Immigration, however, was another story.
The 12-term Texas congressman spent the better part of a 25-minute address thinking aloud about the thorny subject. He talked about how Americans are more accepting of outsiders when the economy is good, but when trouble looms there is a search for scapegoats.
“I believe Hispanics have been used as scapegoats, to say, they’re the problem instead of being a symptom maybe of a problem with the welfare state,” Paul told the group. “In Nazi Germany they had to have scapegoats to blame and they turned on the Jews.
“Now there’s a lot of antagonism and resentment turned just automatically on immigrants,” he continued. “You say, no not immigrants, it’s just illegal immigrants. I do believe in legal immigration. I want to have a provision to obey those laws. You have to understand this in the context of the economy.”
Paul said he’s not one of those politicians who believes that “barbed wire fences and guns on our border will solve any of our problems.” That’s not, he said, the American way. And he doesn’t think that a national identification card is the way to go.
What the country does need, he said, is “a much better immigration service” fed by more resources. Not that he’d “vote for extra money.” But he does, he told the crowd, have a plan.
“If we want more immigration services and a fairer system and make it more efficient, why don’t we take the moneys we’re wasting trying to settle the problems between the borders, between Afghanistan and Pakistan,” he said to warm applause. “Bring those troops home and use those resources to have a much more efficient system here at home.”
Paul was strong on sentiment but slight on specifics for how to address the difficult issue. He wouldn’t just ship millions of illegal immigrants home. And he said he thinks it’s an injustice to send young people back to countries of origin they never knew if they were brought to this country illegally as babies.

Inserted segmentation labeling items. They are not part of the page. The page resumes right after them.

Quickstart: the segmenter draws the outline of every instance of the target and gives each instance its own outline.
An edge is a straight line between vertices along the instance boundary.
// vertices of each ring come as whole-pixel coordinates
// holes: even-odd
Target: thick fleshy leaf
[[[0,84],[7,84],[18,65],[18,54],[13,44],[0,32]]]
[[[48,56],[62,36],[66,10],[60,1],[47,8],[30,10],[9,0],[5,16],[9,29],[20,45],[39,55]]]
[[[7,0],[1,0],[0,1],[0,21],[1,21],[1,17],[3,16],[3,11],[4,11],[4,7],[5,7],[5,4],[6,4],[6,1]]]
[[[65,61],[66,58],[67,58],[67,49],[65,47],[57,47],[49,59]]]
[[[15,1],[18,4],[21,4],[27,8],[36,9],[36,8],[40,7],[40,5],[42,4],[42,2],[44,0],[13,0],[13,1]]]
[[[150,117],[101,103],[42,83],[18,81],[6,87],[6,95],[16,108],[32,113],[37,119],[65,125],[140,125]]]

“In order to clarify it,” Paul said, “if people have been here for so many years, and they don’t qualify for being rounded up and sent back to the country of origin, get them a work card. Even put an asterisk on it.”
He was very clear about one immigration issue though. At the end of his speech, a young woman asked how Paul felt about the Dream Act, which provides a path to citizenship for minors who came to this country illegally.
“I can’t endorse the Dream Act, because there’s a lot of money involved,” he told the silent crowd. “There’s a lot of subsidies in there, billions of dollars. That’s a little bit different from what I’ve been talking about, taking money from one group and giving it to another and thinking we’re going to solve these problems. I really don’t think that is the case.”
Hispanics in Politics is a non-partisan organization, and many of the people Paul addressed were Democrats and unable to caucus on Saturday. Many were also skeptical.
Annette Raveneau, who works for a non-profit organization called Know Your Care, said she was unimpressed by his discussion of immigration in general and the Dream Act in particular.
“My concern was with the dreamers,” she said, referring the young people who would be impacted if the law passed. “The question was about what is he going to do for them to stay here. He was very, blah, blah, blah about it. He didn’t really answer the question.”
Linda Cavazos, a former teacher and former Republican, had similar concerns about the fate of young people brought here as babies and educated in American schools.
“They don’t want to take their talents elsewhere and go back to Mexico when they’re a doctor, lawyer, engineer,” said Cavazos, who is now a marriage and family therapist. “I was disappointed in his answer. … I have to say that I do agree with a lot of his positions on individual liberties.”